Alors que le gouvernement irakien a annoncé avoir repris le contrôle de la ville, la crise des droits humains s’amplifie.
C'est le cas des déplacés internes subissent des restrictions arbitraires de leur droit de circuler librement.
Le pont de Bzeibiz, qui relie la province d'Anbar à Bagdad, est resté fermé la plupart du temps depuis le 5 juin, et les forces de sécurité ont empêché des centaines de femmes, d'enfants et d'hommes âgés de le franchir pour se rendre à Bagdad. Les hommes et les adolescents subissent des restrictions supplémentaires: certains disent s'être vu interdire de quitter les camps, même pour aller se faire soigner ou pour accéder à des services dans des villes de la province. Des hommes remis en liberté après un "filtrage" ont dit que les forces de sécurité ne leur avaient pas rendu leurs papiers d'identité, ce qui avait pour effet de restreindre davantage encore leur liberté de mouvement dans les camps et de les exposer à une nouvelle arrestation.
Selon des témoignages recueillis, le 21 juin des combattants des Unités de mobilisation populaire et de la police fédérale ont incendié une cinquantaine de maisons de civils dans les quartiers de Jbeil et de Nizal, dans le sud de Falloujah.
10 000 hommes détenus
Selon les informations que nous avons réunies, tous les hommes et garçons considérés comme étant en âge de se battre (à partir de 14 ans) qui avaient fui Falloujah et ses environs ont été séparés de leurs proches et placés en détention par les forces de sécurité irakiennes, à des fins de filtrage de sécurité et pour des interrogatoires.
Des responsables locaux nous ont dit que le 22 juin, quelque 10 000 hommes étaient détenus dans un bâtiment situé à Amariyat al Falloujah. Des responsables ont indiqué que près de 500 personnes sont quotidiennement filtrées étant donné que plusieurs services de renseignement participent à ces opérations, chacun utilisant sa propre base de données informatisée.
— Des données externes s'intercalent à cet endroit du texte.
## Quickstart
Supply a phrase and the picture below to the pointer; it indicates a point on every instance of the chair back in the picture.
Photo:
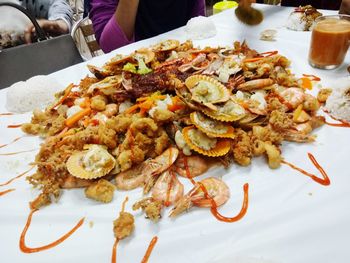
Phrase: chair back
(84, 37)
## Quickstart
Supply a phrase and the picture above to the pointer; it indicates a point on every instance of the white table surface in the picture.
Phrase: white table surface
(290, 217)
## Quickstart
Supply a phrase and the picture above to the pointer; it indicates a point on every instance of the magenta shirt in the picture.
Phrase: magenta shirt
(109, 34)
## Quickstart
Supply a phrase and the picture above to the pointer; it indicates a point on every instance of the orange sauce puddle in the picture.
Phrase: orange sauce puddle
(324, 181)
(15, 140)
(14, 126)
(18, 176)
(149, 249)
(214, 208)
(13, 153)
(25, 249)
(6, 191)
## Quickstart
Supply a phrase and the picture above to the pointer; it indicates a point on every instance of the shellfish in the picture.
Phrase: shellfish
(94, 163)
(206, 90)
(212, 128)
(203, 144)
(228, 112)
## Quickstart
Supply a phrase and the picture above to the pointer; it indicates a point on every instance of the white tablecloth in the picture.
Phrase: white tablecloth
(290, 217)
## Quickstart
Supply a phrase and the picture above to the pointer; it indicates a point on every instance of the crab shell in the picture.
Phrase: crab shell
(216, 92)
(221, 148)
(167, 45)
(146, 54)
(229, 112)
(76, 168)
(210, 127)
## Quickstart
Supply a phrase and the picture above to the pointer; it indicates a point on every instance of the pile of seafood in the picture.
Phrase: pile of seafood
(166, 111)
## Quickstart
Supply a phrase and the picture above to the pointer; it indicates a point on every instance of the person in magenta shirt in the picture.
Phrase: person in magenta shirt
(120, 22)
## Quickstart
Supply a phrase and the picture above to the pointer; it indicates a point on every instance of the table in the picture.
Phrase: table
(290, 217)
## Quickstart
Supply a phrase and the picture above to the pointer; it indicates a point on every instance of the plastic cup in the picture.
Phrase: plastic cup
(223, 5)
(329, 41)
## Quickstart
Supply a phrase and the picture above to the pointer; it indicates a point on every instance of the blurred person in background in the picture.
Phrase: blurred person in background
(342, 5)
(120, 22)
(54, 16)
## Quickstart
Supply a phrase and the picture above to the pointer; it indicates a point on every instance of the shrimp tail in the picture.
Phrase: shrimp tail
(182, 205)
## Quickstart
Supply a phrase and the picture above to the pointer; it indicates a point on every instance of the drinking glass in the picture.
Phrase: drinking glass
(329, 41)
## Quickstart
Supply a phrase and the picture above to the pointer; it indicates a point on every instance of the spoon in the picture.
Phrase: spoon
(247, 14)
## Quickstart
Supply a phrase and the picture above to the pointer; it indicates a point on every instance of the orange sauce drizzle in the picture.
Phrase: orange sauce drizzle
(6, 191)
(170, 185)
(124, 203)
(6, 114)
(25, 249)
(13, 153)
(14, 126)
(214, 208)
(114, 250)
(18, 176)
(324, 181)
(149, 249)
(15, 140)
(342, 123)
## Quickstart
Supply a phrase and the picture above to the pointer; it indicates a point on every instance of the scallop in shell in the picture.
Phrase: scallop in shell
(229, 111)
(212, 128)
(207, 91)
(203, 144)
(94, 163)
(167, 45)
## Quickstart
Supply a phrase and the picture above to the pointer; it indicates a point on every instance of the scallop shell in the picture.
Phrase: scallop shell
(228, 112)
(221, 148)
(212, 128)
(146, 54)
(167, 45)
(75, 164)
(206, 90)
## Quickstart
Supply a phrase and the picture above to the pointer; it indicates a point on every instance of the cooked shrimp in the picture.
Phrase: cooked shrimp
(196, 165)
(293, 97)
(156, 166)
(168, 189)
(255, 84)
(111, 110)
(216, 188)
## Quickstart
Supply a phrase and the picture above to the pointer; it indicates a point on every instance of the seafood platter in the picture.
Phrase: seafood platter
(205, 148)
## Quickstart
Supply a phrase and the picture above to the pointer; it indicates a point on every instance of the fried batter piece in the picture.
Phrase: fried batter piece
(101, 191)
(151, 207)
(280, 120)
(124, 225)
(242, 148)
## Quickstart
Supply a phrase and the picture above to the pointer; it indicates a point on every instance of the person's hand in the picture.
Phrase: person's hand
(51, 28)
(345, 7)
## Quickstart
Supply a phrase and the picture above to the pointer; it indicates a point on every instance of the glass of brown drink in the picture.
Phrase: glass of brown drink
(329, 41)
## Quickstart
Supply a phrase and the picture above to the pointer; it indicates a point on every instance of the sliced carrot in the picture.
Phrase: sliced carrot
(297, 112)
(312, 77)
(66, 94)
(306, 83)
(76, 117)
(86, 103)
(132, 108)
(269, 53)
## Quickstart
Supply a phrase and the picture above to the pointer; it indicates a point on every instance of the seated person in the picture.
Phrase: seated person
(54, 17)
(120, 22)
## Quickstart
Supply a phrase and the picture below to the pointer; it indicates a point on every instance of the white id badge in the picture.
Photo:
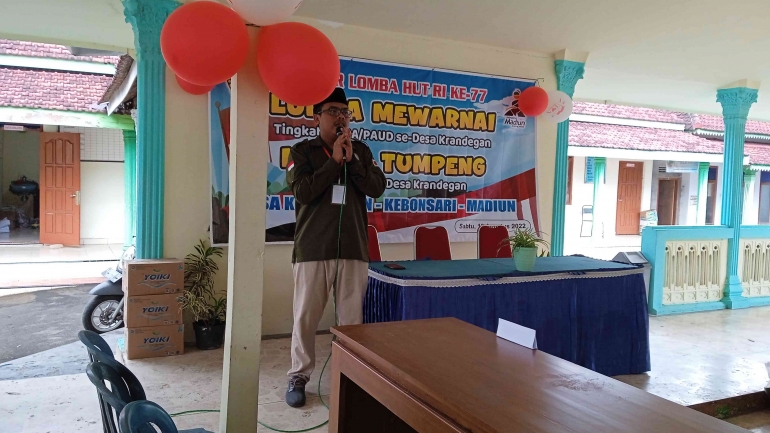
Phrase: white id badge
(338, 194)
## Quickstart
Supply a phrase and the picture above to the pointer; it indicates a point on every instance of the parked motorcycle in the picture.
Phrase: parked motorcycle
(104, 312)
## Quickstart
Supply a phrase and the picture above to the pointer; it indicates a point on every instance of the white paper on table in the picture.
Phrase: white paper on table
(518, 334)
Les détenus sont soumis à des conditions de détention inhumaines : surpeuplement, manque de latrines et d'autres équipements sanitaires, et manque de biens de première nécessité tels que des articles d'hygiène personnelle... Des responsables locaux nous ont dit que certains détenus se trouvent dehors sans protection contre la chaleur. Au moins 150 détenus ont été transférés, pour une enquête plus poussée, au Département de la lutte contre le terrorisme, et sont privés de tout contact avec des avocats et avec leur famille.
Homicides, tortures et disparitions forcées
653 hommes et garçons de Saqlawiya ont été soumis à une disparition forcée depuis qu'ils se sont livrés à des combattants des Unités de mobilisation populaire, composées essentiellement de milices chiites, début juin.
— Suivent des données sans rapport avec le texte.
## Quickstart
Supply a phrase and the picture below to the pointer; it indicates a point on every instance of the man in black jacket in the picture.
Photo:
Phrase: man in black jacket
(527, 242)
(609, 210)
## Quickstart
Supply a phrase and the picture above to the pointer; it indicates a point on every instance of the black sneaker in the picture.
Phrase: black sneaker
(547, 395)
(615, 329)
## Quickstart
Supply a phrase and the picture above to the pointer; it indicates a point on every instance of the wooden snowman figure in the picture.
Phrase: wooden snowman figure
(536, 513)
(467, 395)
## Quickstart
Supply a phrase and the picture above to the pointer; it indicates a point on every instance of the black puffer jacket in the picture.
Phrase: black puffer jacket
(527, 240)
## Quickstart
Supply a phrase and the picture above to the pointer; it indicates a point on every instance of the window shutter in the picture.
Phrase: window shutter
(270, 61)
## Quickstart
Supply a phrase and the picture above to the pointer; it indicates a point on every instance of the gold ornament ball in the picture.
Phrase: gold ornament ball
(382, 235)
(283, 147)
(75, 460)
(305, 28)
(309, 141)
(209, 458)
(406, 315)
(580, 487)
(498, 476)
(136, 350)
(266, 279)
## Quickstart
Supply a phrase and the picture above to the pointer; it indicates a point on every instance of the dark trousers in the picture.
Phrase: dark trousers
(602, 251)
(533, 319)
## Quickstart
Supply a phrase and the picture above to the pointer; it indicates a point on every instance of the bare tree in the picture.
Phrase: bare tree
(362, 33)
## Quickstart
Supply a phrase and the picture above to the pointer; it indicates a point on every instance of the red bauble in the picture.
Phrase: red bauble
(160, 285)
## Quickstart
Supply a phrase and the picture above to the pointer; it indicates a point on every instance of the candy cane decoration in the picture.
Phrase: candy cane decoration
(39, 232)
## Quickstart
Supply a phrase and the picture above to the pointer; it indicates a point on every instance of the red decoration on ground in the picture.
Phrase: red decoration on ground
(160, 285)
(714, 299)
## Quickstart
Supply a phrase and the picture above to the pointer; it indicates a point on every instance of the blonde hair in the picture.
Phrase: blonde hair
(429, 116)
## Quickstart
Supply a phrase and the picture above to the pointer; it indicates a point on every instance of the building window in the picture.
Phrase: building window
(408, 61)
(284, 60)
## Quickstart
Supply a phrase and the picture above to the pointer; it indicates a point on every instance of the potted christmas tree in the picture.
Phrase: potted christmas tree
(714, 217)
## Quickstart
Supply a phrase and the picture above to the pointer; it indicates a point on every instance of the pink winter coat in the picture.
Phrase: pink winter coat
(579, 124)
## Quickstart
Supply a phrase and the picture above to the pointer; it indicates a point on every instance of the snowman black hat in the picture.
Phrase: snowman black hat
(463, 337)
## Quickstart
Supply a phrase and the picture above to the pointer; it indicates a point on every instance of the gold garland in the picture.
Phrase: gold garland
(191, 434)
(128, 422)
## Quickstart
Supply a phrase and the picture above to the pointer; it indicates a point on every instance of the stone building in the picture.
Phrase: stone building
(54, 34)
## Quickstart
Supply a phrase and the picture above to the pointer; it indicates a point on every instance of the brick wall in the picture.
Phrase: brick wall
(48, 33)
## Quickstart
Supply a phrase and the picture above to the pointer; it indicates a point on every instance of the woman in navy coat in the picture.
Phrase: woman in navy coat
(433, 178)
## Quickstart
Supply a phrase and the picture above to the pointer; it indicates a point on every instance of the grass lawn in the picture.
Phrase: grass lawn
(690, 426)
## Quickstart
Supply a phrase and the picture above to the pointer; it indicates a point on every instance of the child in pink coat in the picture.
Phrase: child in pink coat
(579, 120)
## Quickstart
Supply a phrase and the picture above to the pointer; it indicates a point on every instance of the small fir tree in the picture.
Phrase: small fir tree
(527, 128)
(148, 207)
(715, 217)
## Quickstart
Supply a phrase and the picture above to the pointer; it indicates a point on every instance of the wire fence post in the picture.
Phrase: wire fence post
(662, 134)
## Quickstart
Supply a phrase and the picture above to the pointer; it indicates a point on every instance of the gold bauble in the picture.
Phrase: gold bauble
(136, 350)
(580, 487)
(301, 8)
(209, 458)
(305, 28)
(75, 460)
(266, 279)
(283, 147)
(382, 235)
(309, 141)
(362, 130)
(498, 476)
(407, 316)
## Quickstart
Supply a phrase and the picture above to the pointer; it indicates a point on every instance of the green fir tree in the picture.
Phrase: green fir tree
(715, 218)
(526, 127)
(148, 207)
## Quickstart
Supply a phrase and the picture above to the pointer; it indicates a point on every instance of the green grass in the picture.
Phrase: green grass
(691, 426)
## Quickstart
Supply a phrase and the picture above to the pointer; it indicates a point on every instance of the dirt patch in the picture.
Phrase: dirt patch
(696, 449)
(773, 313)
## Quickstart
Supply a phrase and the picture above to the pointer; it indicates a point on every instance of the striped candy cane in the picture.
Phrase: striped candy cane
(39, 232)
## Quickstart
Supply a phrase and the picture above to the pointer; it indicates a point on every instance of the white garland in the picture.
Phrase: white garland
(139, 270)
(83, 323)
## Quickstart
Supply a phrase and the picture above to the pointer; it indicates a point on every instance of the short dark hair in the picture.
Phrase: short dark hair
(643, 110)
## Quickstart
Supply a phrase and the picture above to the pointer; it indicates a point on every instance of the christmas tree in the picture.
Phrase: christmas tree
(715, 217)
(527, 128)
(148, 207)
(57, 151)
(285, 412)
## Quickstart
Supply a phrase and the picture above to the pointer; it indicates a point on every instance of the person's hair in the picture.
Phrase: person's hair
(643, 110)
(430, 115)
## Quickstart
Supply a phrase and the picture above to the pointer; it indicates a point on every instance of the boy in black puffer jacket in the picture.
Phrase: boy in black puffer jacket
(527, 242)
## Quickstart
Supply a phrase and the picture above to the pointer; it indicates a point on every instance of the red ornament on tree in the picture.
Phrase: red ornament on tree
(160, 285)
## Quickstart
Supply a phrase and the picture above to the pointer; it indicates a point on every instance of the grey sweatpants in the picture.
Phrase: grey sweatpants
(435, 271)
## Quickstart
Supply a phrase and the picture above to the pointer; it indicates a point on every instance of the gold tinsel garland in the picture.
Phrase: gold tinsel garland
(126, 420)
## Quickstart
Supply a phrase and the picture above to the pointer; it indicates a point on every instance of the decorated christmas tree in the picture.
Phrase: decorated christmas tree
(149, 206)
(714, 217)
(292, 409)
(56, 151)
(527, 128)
Des anciens détenus venant de Saqlawiya ont dit avoir été torturés et soumis à d'autres mauvais traitements, et avoir été témoins de morts en détention. Des membres de la commission d'enquête créée par la province d'Anbar ont dit avoir rassemblé des informations sur 49 cas d'homicides illégaux d'habitants de Saqlawiya commis par des combattants des Unités de mobilisation populaire. Ils ont indiqué que certaines des victimes étaient mortes sous la torture, et que d'autres avaient été abattues ou traînées sur le sol par un véhicule roulant à toute vitesse.
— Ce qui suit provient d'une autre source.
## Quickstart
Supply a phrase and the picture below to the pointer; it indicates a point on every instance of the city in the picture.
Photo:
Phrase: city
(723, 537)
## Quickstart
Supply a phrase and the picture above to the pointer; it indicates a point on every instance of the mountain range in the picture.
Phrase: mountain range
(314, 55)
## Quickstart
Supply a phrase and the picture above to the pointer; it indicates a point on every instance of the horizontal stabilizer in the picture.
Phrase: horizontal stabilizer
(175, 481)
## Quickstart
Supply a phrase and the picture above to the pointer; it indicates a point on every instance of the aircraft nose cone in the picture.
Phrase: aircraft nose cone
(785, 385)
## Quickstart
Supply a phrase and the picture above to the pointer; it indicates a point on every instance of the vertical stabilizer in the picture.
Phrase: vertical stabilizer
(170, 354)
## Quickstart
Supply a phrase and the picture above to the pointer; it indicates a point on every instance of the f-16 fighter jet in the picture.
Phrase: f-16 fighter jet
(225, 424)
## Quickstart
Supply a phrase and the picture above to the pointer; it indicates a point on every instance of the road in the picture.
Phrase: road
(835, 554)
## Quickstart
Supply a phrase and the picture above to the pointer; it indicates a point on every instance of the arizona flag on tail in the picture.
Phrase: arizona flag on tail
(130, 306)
Les autorités irakiennes doivent veiller à ce que des enquêtes indépendantes soient menées sur les allégations de torture, d'homicides illégaux et d'autres crimes de droit international commis par des membres des Unités de mobilisation populaire, afin que les responsables présumés soient déférés à la justice et jugés dans le cadre de procès équitables. Les personnes détenues qui sont soupçonnées d'infractions dûment prévues par la loi doivent être déférées dans les plus brefs délais à la justice, et autorisées à prendre contact avec leurs avocats et leurs proches, faute de quoi les autorités doivent les libérer et leur rendre leurs papiers d'identité.